For CISOs considering a runtime-first approach but facing legacy or organizational resistance, the key is to reframe the conversation around risk reduction and operational visibility. Legacy tools often focus on static configurations and theoretical threats, while runtime platforms offer real-time insight into what’s actually happening in the environment – where risk materializes. Instead of positioning it as a full replacement, CISOs can introduce runtime as a complementary layer that fills critical detection and response gaps. Starting with targeted pilots in high-impact areas can demonstrate value quickly and help build internal momentum for broader adoption.

What types of skills and mindsets do you believe the next generation of cloud security leaders need most, and how are you helping to foster that pipeline?

The next generation of cloud security leaders needs to be deeply strategic. They need to be able to understand how cloud systems work, how they can be abused, automated, and defended in real time. With the rise of AI, the attack surface is expanding rapidly, and the pace of decision-making is accelerating. Future leaders must be fluent in automation, identity architectures, and how to operationalize AI securely.

But mindset matters just as much: curiosity, adaptability, and the ability to navigate ambiguity will be essential. I’m focused on building that pipeline by creating real-world exposure through boardroom preparation, hands-on access to cutting-edge tools, and building communities that give rising talent a front row seat to how modern security strategy gets shaped.

How do you see the integration of CSPM, CWPP, and other components into a single runtime platform affecting how CISOs structure their teams and workflows?

As CSPM, CWPP, and other cloud security components converge into unified runtime platforms, CISOs have a real opportunity to rethink how security teams operate. Instead of siloed teams focused on posture, workload, or incident response, we’re moving toward integrated workflows where context matters more than categories.

Runtime platforms enable continuous visibility and prioritization across identities, workloads, and configurations, so teams can shift from managing tools to managing risk. This convergence encourages more agile, cross-functional teams that align closely with DevOps and platform engineering – reducing handoffs and accelerating response. Ultimately, it changes the CISO’s role from tool integrator to strategic risk orchestrator.

As a founding partner at Lockstep Ventures, how do you go about spotting the next big disruptive force in cybersecurity?

We chose the name Lockstep for a reason: we move in lockstep with our community. That community is built on two core pillars: practitioners and founders. Practitioners are the nucleus of what makes us tick.

As active CISOs ourselves, Lucas Moody and I built Lockstep to reflect the lived experience of those in the trenches – solving real-world problems, anticipating what’s coming next, and identifying the gaps legacy vendors overlook.

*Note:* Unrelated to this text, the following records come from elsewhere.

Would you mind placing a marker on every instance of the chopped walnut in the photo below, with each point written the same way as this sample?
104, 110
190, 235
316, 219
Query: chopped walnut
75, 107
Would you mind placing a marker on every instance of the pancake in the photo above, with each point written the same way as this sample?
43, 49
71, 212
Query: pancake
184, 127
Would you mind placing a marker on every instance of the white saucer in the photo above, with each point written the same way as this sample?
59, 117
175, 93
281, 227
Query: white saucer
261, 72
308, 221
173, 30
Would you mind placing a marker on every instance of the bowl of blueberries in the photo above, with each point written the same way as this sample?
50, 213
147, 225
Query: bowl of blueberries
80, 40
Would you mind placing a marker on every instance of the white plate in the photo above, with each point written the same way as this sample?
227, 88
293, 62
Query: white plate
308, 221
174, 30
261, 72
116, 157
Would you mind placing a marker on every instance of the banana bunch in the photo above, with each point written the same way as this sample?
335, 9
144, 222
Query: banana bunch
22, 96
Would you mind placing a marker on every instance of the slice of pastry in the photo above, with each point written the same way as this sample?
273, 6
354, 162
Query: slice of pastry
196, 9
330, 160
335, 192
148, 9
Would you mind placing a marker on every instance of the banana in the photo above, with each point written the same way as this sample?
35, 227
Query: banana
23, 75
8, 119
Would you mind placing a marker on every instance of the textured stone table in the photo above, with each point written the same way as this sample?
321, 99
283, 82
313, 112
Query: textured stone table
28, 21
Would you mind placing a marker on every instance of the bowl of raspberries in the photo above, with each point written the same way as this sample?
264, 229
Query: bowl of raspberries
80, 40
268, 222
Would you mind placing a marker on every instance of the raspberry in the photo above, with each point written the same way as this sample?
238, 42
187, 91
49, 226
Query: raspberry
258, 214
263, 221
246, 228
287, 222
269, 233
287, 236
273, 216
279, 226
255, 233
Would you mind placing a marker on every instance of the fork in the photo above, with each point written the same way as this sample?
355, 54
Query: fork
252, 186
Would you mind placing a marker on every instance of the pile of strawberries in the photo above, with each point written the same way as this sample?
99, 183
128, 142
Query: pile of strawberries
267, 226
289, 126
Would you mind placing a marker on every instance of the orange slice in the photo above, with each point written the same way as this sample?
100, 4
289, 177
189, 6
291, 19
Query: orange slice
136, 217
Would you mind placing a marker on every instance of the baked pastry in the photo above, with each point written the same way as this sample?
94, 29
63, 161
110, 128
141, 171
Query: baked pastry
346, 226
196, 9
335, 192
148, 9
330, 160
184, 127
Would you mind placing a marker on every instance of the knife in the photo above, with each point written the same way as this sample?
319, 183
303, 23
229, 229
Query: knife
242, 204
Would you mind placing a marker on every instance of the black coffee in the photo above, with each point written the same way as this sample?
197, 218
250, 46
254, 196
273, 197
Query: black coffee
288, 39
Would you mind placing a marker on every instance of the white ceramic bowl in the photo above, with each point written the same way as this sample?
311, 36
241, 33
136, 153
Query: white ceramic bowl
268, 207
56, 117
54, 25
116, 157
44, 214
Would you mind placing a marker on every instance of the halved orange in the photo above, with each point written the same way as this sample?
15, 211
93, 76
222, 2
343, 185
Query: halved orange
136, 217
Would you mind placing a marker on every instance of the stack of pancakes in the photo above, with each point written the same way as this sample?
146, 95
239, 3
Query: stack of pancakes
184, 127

Founders are the catalysts of change – the ones with the vision, curiosity, and drive to challenge the status quo. We look for those who pair deep technical insight with relentless execution and a passion for building. Our job is to bring these two communities together to serve as the connective tissue and surface the next wave of investable, disruptive forces in cybersecurity.

Looking five years ahead, how do you see the cloud security landscape changing, and what role should security leaders play in shaping that future?

Five years from now, cloud security will be far more autonomous, identity-driven, and runtime-aware. With the rise of AI and ephemeral infrastructure, traditional perimeter and posture-based models will no longer be sufficient. Security will need to happen continuously, in context, and at the speed of change.

Leaders won’t just secure environments – they’ll shape how infrastructure is built, how AI is governed, and how risk is measured in real time. The most effective CISOs will act as architects of secure innovation – embedding security into engineering, influencing product roadmaps, and ensuring the organization can move fast without losing control.